Thursday 7 April 2016

Sequencing is not counting!

Posted by: Greg Gloor

The idea of using compositional data analysis approaches (CoDa) to examine microbiome samples appears to be gaining traction. There have been a recent spate of papers (and not just from us) that are going in the right direction by acknowledging that we have compositional data.

However, to my mind, most papers do go far enough, and still make strong assumptions about the data. I want to briefly outline why we must embrace the idea of CoDa in its entirety.

Fundamentally, sequencing is not counting. To see this, lets set up a very simple thought experiment. In ecology, it is common to count species within some area, and then to use these counts for the analysis.

In the counting example, we have 5 tigers and 20 ladybugs in some defined area which is a random sample of the environment. We can assume that the animals are free to move both within the box and between the box and the environment, and that the density of animals inside and outside the box is about the same. Therefore, if one more tiger should wander in from the outside, that not alter the number of ladybugs and vice-versa. Moreover, if a space alien happens to land in the counting box, it will likely not alter the count of tigers or ladybugs (unless it lands on and squishes one!). We can see that the abundance of tigers and ladybugs can be essentially treated as uncorrelated. In addition, we can normalize for different box sizes rather simply by scaling the size of the box. So if one student measures a box of size 1, and another a box of size 2, we can adjust for sampling effort fairly simply. This is the rationale behind normalizing for sequencing depth, and if we had counts would work marvelously for sequencing data.


But, this is not the case with sequencing. Every DNA sequencing instrument has a fixed upper limit on the number of reads that can be delivered, and this is illustrated by having exactly 25 cells inside the box. Visualized in this way, we can see the difference in how the same counts of 5 tigers and 20 ladybugs must behave in the face of a perturbation. Either a tiger or a ladybug must be displaced if another tiger wanders onto the sequencing grid. Another way of saying this is that the tiger and ladybug numbers observed are correlated, since an increase in one necessarily involves a decrease in the other. If the space alien now enters the sequencing grid, we see that again we must displace a tiger or a ladybug. This causes all manner of problems for traditional approaches because of spurious correlation, negative correlation bias and sub-compositional correlation effects.

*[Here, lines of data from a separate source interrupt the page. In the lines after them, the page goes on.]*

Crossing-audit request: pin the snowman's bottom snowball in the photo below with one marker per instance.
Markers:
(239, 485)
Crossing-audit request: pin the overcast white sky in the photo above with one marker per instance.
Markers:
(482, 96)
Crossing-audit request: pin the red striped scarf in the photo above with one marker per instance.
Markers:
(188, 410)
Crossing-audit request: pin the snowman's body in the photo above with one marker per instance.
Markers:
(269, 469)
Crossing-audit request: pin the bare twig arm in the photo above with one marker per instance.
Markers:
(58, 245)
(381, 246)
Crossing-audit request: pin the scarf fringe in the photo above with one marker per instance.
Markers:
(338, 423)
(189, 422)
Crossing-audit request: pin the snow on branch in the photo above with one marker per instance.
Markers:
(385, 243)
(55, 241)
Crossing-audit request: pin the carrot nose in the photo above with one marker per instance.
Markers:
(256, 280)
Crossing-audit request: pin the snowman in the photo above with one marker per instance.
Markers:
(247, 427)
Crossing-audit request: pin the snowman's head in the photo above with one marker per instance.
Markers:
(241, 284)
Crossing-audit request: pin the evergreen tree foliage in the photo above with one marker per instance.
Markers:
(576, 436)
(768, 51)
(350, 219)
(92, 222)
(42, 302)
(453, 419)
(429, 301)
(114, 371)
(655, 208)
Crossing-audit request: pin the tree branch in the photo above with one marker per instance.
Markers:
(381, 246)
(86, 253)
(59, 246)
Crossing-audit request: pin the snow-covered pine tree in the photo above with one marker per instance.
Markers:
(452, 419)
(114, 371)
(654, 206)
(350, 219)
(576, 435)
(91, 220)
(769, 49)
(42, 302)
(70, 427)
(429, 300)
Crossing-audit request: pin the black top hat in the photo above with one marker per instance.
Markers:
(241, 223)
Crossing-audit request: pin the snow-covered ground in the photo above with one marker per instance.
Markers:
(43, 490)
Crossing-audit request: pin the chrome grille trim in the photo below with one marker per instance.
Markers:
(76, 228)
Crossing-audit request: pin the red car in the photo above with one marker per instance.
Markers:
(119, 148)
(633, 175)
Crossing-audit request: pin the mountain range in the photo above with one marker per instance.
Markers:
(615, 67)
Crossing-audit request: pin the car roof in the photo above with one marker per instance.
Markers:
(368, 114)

This problem generalizes to any number of species, and is not alleviated by increasing the number of cells in the grid. Attempts to normalize read counts, which are the same as normalizing the number of squares in the grid are doomed to fail because of this property.

So what can we do? We have to embrace the idea that the actual numbers we observe from a sequencing run are irrelevant, and the only information available is relative information: that is, that the ratios between the ladybugs and tigers is the only measurable property. We have begun the process of adapting the full measure of CoDa tools to microbiome studies and our first paper is just out in Annals of Epidemiology: It's all relative: analyzing microbiome data as compositions, and I hope you give it a read. There is also a supplement that contains all the code used to generate the paper.

Although there are many issues to be resolved, mainly because sparse data can be problematic with  CoDa approach, I think that it is worth checking out for your datasets. In a later post, I will outline how the general approach we use to account for the sparsity problem.